Commentaire Micromégas, Voltaire
Chronologie : Commentaire Micromégas, Voltaire. Recherche parmi 300 000+ dissertationsPar Noro BRISSAC • 4 Janvier 2023 • Chronologie • 4 500 Mots (18 Pages) • 471 Vues
Introduction
La littérature est parfois un moyen de vulgariser des connaissances scientifiques. C'est
le cas, notamment, du texte que nous allons étudier. En effet, Voltaire, au XVIIIe siècle,
est l'inventeur d'un nouveau genre littéraire : le conte philosophique (1) qui va lui
permettre d'instruire ses lecteurs, de mettre à leur portée des connaissances, tout en les
divertissant.
Le texte que nous allons commenter en est un bon exemple. Il s'agit d'un extrait du
chapitre II du conte philosophique Micromégas, oeuvre publiée en 1752 et destinée
d'abord à distraire le roi de Prusse, Frédéric II. C’est un ouvrage représentatif de l'esprit
des Lumières. Voltaire s'amuse ici à vulgariser les idées de relativité et d'infini dans un récit
divertissant qui invite le lecteur à réfléchir sur sa place dans l'univers et sur les maux
causés par les êtres humains à leurs semblables. En effet, grâce au procédé littéraire du
regard étranger, qu'on appelle aussi le procédé de l'oeil neuf (détour par la vision
d'un étranger pour mieux voir et critiquer notre société), le conte présente la découverte
de la planète Terre par un être venu d'une planète proche de l'étoile Sirius, et par son
compagnon, le secrétaire de l'Académie des sciences de Saturne. Micromégas, le
personnage éponyme (2), est un être de trente-deux kilomètres de haut. C’est un jeune
savant parlant mille langues, vivant plusieurs milliers d’années et habitant une planète
proche de l’étoile nommée Sirius. A la suite de travaux scientifiques condamnés par les
fanatiques religieux de son pays, il est contraint de s'exiler. Il décide alors d'entreprendre
un voyage dans l'espace dans le but de de "se former l'esprit et le coeur". C’est alors qu’il
voyage dans notre système solaire en espérant découvrir un monde meilleur. À son
arrivée sur Saturne, le Sirien se moque d’abord de la petite taille des habitants, qui ne
mesurent que deux kilomètres de haut. Il perd néanmoins ce sentiment de supériorité en
s’apercevant « qu’un être pensant peut fort bien n’être pas ridicule pour n’avoir que six
mille pieds de haut » (= 2 km) et se lie d’amitié avec le secrétaire de l’Académie des
Sciences, désabusé par les femmes et la bêtise de son propre monde, qui deviendra son
compagnon de voyage. Le passage du chapitre II que nous avons à étudier se présente
comme une conversation entre les deux extraterrestres au sujet de leur condition. Ils
vont se plaindre l'un et l'autre du nombre de sens dont ils disposent et du nombre
d'années qu'ils ont à vivre. Nombres à chaque fois formidablement élevés par rapport
aux hommes, ce qui conduit à une réflexion sur le relativisme.

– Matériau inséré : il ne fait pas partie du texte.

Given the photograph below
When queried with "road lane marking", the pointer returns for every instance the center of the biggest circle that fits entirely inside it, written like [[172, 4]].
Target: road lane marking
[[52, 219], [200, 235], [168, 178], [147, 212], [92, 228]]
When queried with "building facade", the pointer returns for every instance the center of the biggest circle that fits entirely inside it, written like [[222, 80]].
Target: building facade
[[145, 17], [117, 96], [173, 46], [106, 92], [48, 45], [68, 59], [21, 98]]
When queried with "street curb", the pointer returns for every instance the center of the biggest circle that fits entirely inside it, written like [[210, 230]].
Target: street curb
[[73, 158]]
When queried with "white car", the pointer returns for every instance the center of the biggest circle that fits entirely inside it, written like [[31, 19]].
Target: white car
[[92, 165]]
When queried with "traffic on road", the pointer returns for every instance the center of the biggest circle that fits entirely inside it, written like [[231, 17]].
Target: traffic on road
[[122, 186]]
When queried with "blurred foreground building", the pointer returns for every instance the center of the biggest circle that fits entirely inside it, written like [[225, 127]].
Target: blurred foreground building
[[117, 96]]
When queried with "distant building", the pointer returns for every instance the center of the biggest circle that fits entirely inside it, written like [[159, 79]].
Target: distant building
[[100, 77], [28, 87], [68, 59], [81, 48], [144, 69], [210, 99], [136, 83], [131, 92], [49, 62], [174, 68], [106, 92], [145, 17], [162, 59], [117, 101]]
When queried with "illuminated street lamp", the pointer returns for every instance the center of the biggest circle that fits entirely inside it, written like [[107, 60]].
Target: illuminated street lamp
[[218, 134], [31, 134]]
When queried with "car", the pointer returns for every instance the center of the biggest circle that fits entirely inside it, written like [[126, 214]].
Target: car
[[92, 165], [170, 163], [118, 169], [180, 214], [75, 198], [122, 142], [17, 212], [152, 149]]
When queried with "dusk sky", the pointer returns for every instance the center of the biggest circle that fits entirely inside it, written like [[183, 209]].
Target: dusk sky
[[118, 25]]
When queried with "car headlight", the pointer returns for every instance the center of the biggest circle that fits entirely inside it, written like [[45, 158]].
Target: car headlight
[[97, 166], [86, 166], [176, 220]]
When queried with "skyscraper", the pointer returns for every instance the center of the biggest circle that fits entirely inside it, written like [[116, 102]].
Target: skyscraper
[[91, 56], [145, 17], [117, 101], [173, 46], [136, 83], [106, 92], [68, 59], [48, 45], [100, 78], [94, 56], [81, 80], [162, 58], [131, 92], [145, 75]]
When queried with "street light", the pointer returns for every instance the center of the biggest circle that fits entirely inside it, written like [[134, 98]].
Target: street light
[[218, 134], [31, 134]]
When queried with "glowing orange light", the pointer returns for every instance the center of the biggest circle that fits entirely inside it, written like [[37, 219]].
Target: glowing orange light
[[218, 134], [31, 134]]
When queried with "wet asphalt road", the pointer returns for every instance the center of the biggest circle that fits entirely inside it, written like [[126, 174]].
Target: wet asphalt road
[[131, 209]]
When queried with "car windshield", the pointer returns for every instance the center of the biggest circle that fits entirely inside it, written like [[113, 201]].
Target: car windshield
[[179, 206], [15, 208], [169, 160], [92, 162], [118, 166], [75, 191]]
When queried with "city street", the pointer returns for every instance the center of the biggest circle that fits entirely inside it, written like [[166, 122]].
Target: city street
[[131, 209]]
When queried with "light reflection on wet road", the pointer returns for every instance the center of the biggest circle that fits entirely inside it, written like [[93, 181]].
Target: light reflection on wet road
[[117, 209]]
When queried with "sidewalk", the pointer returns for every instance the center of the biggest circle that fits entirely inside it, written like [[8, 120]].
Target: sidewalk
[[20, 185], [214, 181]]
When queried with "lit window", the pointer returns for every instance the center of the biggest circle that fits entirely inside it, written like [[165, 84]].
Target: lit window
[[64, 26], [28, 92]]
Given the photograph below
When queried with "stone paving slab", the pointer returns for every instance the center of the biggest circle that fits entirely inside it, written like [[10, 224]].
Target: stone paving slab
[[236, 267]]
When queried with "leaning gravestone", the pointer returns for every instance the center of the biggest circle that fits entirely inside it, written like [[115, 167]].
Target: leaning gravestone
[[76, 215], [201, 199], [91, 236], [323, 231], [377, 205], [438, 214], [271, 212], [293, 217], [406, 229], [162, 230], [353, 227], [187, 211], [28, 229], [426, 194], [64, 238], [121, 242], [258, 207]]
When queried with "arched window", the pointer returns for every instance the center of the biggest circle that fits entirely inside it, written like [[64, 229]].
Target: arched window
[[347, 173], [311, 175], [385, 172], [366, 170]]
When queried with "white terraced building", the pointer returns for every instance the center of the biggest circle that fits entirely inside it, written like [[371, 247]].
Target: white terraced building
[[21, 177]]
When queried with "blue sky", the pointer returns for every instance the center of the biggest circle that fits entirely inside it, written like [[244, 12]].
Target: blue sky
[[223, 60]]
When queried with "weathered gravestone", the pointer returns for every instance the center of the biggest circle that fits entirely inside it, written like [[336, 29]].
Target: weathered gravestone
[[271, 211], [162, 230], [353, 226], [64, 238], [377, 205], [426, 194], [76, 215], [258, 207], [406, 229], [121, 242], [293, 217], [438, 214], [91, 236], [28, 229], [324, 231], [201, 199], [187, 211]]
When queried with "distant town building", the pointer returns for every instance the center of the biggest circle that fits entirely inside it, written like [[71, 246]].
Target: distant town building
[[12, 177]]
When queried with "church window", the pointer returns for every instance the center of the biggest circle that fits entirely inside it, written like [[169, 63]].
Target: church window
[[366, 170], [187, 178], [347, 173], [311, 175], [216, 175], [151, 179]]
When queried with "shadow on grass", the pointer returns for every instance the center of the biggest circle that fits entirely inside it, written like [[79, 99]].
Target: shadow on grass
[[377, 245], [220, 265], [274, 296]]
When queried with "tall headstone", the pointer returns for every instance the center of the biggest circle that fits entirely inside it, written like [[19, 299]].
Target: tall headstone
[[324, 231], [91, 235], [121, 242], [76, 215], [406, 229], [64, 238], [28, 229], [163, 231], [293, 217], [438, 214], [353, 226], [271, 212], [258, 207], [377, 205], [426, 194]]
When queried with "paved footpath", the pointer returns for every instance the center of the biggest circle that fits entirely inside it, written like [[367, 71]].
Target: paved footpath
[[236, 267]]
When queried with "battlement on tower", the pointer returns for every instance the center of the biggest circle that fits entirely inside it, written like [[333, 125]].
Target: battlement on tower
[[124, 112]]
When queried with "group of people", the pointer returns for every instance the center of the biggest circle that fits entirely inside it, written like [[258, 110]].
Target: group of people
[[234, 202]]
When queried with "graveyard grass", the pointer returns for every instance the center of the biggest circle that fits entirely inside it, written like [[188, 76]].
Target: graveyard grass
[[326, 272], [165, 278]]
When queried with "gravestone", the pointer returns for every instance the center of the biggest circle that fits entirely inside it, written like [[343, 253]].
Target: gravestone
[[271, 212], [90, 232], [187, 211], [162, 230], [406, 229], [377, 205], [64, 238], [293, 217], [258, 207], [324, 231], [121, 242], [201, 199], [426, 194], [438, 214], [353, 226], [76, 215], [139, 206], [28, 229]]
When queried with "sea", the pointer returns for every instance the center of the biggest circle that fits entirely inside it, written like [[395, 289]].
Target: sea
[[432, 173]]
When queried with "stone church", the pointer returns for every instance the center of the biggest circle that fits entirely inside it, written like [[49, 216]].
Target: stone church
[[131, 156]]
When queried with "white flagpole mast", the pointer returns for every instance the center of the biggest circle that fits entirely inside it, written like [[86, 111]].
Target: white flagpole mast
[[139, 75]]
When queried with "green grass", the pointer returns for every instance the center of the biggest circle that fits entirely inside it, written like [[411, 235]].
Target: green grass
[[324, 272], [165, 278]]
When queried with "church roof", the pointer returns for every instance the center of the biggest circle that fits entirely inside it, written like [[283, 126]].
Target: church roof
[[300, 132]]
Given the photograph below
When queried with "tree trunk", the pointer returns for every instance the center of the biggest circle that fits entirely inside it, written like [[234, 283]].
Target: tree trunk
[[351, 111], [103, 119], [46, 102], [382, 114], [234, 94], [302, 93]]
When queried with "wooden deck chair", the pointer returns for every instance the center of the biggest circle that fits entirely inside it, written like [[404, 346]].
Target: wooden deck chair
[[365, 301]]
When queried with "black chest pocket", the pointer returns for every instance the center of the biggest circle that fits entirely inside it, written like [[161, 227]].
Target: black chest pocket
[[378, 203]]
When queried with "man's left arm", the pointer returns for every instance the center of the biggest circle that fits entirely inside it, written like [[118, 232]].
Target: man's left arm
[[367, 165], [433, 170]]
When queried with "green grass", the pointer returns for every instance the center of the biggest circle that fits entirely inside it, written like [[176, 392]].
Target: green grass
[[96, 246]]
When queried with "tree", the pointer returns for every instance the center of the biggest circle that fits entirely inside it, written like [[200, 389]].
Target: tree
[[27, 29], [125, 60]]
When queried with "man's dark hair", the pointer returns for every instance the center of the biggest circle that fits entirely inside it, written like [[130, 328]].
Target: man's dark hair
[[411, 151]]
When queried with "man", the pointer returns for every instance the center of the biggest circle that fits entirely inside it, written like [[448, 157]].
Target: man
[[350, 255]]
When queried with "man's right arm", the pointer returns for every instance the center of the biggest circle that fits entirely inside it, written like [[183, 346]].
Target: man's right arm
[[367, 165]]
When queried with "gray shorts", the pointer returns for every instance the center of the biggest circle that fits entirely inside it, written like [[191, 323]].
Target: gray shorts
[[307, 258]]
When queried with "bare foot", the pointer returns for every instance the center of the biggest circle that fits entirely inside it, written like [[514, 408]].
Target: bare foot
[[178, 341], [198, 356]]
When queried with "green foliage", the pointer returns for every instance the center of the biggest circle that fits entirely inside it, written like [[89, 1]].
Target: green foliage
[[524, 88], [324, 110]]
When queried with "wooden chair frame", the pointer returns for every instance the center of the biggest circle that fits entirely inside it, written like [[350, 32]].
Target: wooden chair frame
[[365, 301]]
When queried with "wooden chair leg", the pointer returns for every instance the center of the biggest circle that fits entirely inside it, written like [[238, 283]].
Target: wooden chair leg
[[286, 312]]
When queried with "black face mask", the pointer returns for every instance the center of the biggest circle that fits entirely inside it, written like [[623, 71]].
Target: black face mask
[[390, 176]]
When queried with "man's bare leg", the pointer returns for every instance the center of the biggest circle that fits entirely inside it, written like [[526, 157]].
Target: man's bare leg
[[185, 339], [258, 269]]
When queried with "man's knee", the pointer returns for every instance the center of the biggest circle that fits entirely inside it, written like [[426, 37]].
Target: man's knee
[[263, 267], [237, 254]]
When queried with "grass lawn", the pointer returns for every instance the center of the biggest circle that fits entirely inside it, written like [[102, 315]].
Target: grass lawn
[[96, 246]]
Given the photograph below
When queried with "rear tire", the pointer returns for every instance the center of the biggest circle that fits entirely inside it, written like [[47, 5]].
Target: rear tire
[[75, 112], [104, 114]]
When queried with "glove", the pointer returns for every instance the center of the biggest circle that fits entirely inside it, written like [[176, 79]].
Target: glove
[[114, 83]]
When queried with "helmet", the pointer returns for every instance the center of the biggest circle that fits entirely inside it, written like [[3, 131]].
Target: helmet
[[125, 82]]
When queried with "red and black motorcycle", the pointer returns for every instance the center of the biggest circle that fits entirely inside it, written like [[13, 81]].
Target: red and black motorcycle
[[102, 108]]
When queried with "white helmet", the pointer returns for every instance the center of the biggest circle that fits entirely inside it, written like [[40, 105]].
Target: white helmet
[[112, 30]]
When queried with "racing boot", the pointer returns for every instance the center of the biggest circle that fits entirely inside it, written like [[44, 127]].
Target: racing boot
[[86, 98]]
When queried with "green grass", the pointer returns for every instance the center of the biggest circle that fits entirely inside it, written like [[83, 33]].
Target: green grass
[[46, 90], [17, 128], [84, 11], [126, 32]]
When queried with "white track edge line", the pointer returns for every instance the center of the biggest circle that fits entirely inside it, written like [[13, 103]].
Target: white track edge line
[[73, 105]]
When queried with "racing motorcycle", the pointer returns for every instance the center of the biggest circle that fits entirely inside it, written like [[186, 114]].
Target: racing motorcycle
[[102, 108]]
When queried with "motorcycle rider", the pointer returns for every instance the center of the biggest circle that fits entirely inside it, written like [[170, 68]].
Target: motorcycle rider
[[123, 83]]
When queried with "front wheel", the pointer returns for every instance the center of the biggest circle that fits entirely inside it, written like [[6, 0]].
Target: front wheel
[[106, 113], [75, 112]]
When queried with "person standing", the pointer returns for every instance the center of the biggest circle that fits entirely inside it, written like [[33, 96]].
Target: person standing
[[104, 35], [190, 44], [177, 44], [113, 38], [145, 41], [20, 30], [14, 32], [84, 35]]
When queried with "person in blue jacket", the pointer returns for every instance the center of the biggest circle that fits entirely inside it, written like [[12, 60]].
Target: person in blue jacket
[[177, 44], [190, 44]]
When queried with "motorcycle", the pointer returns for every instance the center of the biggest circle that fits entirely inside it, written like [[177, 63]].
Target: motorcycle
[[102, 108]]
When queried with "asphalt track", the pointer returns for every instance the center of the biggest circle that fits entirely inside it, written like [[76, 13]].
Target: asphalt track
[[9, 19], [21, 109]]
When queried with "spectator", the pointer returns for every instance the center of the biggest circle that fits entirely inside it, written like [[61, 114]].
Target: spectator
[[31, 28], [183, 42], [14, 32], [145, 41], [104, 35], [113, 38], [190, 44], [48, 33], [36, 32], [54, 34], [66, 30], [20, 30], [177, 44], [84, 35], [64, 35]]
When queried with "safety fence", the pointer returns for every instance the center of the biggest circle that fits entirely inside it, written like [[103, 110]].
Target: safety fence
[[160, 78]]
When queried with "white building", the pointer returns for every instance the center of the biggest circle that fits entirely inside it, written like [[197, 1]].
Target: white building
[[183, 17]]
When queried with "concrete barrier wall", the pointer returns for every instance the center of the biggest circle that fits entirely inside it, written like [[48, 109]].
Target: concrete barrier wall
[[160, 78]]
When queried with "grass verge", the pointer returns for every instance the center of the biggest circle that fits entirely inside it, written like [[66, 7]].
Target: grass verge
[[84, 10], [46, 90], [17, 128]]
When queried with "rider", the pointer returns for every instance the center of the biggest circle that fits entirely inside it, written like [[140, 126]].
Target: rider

Nous allons montrer comment Voltaire présente dans ce dialogue amusant des
idées philosophiques importantes.
Dans un premier temps, nous soulignerons la façon dont Voltaire, après avoir
annoncé le sujet de la conversation, la variété de la nature, va mettre avec humour
l'accent sur la nécessité de s'instruire plutôt que de se plaire à entendre des comparaisons.
Puis, dans un deuxième temps, nous étudierons comment la réflexion sur la finitude (=
les limites) se concentre sur la question du nombre de sens dont disposent les
protagonistes. Enfin, dans un troisième temps, nous analyserons le deuxième thème
abordé : la question de la brièveté de la vie.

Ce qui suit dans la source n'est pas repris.